A New Database Solution

3 April 2000
The database blues got you down? Several options have hit the market of late from Oracle and IBM. Plus, a new product, Clustra Parallel Data Server 3, just came out in March and promises the "five nines" of high availability--meaning it's available 99.999 percent of the time.

With Clustra's (www.clustra.com) new database management system, customers experience less than five minutes downtime annually, explained Gary Ebersole, senior vice president of sales and marketing. Most online gaming customers, he added, have come to expect a constant gaming 'tone' or access, exactly like the always there dial tone for telephones.

"Traditional telecommunications quality-of-service requirements are quickly becoming Internet requirements, and e-businesses are starting to demand that their online applications deliver the same reliability and dependability people have come to expect from the telephone system," Ebersole said.

Whether you are a simple online casino or juggling customers from telephone, Internet, satellite and interactive television betting accounts, Ebersole said the Clustra system would benefit. The company is also actively working with WAP companies, a feature that many online gaming companies are also actively pursuing.

Already, Clustra has signed on two clients and is working extensively with European telecommunications firms. "Almost all have either chosen our company, or considering choosing us now," he added.

A typical Clustra database configuration employs two units, often located in separate buildings or sites, each maintaining a complete set of application data on an identical number of server modes linked through a high-performance, redundant network. Should the system fail, database access is transparently redirected to an available system resource. Additionally, the site can detect problems and repair itself.

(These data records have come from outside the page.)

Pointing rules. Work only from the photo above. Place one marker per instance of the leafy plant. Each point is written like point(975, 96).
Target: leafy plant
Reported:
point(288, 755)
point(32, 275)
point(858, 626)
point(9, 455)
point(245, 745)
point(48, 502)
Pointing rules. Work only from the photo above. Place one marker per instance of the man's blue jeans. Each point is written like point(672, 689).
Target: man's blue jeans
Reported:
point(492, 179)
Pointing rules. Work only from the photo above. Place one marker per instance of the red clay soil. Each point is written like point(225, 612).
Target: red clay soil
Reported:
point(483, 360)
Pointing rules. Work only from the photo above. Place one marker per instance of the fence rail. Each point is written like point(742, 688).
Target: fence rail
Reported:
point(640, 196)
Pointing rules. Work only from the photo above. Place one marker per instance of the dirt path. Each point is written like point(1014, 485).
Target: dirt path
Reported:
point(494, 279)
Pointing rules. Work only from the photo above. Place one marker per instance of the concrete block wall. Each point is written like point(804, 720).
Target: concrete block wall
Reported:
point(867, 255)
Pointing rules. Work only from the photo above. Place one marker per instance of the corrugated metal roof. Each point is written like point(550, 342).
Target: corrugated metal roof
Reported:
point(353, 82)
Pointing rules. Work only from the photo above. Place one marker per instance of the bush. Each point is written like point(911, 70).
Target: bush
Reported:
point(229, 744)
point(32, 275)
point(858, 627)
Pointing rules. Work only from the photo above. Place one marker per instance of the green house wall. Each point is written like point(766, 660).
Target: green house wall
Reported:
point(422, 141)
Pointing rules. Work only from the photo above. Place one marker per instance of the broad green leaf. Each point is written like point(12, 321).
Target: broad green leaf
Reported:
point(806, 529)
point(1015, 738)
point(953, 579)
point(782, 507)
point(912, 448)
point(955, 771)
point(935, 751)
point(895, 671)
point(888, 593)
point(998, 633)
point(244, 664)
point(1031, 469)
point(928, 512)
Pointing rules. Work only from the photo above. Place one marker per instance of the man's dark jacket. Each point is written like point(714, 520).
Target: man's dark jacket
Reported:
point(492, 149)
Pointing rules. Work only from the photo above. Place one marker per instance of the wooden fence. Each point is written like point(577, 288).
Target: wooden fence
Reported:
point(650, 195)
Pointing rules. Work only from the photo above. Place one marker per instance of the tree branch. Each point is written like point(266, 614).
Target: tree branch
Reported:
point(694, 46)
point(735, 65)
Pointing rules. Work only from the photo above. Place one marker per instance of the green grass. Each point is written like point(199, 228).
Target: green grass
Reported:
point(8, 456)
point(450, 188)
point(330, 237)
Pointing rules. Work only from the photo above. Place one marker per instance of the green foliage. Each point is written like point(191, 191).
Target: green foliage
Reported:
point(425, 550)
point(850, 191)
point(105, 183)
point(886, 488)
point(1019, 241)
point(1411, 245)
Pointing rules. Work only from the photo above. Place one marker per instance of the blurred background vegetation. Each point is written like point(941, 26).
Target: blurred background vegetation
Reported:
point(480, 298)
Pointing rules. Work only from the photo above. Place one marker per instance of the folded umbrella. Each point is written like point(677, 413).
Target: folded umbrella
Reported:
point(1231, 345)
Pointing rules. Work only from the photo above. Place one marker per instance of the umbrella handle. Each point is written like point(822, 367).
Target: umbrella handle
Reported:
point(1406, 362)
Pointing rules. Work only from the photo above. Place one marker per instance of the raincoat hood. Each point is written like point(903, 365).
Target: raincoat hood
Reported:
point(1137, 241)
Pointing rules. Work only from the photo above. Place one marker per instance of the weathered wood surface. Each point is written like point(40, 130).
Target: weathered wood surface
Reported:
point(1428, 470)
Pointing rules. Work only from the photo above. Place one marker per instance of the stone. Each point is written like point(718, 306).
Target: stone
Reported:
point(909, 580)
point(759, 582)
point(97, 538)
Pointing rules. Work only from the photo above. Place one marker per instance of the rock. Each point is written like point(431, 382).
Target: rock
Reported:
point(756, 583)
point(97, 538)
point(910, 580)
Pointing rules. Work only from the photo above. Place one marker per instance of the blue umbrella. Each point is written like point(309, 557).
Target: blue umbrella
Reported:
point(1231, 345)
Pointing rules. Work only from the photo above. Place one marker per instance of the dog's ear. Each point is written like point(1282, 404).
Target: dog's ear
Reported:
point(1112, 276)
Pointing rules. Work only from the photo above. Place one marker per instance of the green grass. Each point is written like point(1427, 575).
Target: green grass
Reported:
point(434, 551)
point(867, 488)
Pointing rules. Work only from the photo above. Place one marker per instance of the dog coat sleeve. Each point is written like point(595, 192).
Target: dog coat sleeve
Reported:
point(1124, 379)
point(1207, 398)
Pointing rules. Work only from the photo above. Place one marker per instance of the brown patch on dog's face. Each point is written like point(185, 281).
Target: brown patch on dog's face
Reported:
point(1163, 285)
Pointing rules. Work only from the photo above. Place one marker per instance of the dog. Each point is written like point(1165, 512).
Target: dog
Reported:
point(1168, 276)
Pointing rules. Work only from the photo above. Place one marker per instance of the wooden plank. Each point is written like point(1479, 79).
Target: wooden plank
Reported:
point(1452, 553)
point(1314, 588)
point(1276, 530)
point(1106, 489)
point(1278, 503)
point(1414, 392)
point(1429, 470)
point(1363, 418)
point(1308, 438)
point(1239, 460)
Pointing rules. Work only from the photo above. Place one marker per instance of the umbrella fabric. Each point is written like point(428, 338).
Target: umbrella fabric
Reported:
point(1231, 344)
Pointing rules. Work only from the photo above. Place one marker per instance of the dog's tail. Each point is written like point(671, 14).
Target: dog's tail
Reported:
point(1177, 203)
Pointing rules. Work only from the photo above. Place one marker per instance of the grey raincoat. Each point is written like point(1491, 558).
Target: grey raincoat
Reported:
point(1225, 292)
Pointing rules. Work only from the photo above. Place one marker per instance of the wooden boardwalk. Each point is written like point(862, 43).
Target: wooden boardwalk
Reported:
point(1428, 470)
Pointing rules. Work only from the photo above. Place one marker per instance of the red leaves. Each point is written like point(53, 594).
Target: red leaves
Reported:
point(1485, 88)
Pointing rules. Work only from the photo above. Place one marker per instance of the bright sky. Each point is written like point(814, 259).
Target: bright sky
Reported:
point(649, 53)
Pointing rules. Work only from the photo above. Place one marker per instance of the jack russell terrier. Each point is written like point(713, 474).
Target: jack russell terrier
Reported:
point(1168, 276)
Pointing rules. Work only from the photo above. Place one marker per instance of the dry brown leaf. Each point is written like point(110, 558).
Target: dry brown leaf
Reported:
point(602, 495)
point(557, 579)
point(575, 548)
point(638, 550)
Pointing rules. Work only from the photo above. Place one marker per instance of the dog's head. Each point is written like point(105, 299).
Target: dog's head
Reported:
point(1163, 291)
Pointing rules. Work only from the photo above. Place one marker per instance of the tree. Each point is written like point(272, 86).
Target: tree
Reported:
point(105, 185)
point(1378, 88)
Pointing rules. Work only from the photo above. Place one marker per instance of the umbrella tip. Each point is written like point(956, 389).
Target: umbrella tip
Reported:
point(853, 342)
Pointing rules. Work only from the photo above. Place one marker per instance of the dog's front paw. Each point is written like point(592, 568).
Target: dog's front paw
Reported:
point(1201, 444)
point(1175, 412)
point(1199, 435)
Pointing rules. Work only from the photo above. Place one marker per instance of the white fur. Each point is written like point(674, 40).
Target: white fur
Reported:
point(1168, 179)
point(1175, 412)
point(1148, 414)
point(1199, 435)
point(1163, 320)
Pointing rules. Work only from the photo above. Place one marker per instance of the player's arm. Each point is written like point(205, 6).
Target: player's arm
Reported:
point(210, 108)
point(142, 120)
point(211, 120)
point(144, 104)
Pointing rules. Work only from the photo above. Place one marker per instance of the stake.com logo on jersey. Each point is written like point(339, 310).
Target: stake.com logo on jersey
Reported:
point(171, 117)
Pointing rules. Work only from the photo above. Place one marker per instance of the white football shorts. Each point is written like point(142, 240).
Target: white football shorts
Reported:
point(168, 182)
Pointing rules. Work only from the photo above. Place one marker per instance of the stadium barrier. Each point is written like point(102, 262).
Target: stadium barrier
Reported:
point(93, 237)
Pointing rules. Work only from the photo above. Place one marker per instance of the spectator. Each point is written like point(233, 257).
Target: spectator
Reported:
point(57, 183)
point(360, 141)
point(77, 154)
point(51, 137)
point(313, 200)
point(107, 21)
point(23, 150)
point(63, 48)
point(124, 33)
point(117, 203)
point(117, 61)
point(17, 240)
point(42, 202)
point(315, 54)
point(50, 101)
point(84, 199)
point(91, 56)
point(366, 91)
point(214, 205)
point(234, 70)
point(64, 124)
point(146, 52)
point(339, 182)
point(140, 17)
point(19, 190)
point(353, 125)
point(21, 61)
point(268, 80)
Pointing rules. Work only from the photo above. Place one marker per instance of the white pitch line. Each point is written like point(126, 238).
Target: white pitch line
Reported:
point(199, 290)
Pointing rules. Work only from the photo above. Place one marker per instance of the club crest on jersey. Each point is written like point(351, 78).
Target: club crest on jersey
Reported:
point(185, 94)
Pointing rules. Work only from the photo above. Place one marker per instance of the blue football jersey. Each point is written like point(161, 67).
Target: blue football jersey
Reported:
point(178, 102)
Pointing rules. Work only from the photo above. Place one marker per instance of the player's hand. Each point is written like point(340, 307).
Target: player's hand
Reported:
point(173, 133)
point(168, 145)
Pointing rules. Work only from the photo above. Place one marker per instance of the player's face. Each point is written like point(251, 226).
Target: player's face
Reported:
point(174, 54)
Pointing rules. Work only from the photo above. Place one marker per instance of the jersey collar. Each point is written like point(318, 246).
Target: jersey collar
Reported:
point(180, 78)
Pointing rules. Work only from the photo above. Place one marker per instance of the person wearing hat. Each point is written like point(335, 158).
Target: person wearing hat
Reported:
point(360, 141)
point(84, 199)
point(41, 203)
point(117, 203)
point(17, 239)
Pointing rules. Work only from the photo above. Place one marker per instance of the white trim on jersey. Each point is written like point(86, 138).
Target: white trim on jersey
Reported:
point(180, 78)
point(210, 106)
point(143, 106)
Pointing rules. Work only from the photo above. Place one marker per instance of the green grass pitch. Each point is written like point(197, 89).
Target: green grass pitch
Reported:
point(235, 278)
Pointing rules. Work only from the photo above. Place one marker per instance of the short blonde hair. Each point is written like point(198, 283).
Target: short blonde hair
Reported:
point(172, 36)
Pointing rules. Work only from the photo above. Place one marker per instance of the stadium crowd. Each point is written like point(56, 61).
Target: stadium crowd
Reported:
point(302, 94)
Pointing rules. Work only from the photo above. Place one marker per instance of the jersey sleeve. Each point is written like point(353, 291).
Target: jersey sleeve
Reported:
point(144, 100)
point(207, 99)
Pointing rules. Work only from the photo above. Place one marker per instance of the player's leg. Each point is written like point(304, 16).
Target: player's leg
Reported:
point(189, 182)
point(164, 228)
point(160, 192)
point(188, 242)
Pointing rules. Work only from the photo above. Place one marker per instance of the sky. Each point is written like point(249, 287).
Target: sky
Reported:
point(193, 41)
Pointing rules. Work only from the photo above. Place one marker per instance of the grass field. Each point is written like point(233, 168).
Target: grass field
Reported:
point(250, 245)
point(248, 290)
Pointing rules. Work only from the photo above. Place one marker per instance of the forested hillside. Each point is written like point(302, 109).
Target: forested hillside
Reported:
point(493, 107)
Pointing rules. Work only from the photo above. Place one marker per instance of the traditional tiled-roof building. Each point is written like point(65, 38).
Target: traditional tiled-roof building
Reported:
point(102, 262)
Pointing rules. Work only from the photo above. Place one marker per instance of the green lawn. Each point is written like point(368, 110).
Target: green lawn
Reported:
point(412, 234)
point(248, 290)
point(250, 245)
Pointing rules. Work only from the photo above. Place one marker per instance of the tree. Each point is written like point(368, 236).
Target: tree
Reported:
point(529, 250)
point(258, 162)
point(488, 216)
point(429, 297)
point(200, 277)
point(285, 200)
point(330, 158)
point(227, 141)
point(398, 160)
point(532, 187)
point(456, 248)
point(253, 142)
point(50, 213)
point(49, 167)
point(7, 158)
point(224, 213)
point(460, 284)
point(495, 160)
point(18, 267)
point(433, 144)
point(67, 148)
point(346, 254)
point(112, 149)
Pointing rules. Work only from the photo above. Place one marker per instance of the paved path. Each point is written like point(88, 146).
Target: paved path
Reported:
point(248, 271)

Adding transactional throughput and storage capacity is easily accomplished by adding new server nodes, without disrupting current business, Ebersole added. The Clustra Parallel Data Server 3.0 starts out at $75,000 for a cluster of four active nodes running on Intel platforms, including Linux, Windows NT and FreeBSD. Unix, meanwhile, starts out at $100,000.

On the downside, sites using Structured Query Language, Open Database Connectivity and Java Database Connectivity will have to wait until later this year for a Clustra database system.

The company was founded in 1997, and is headquartered in Massachusetts.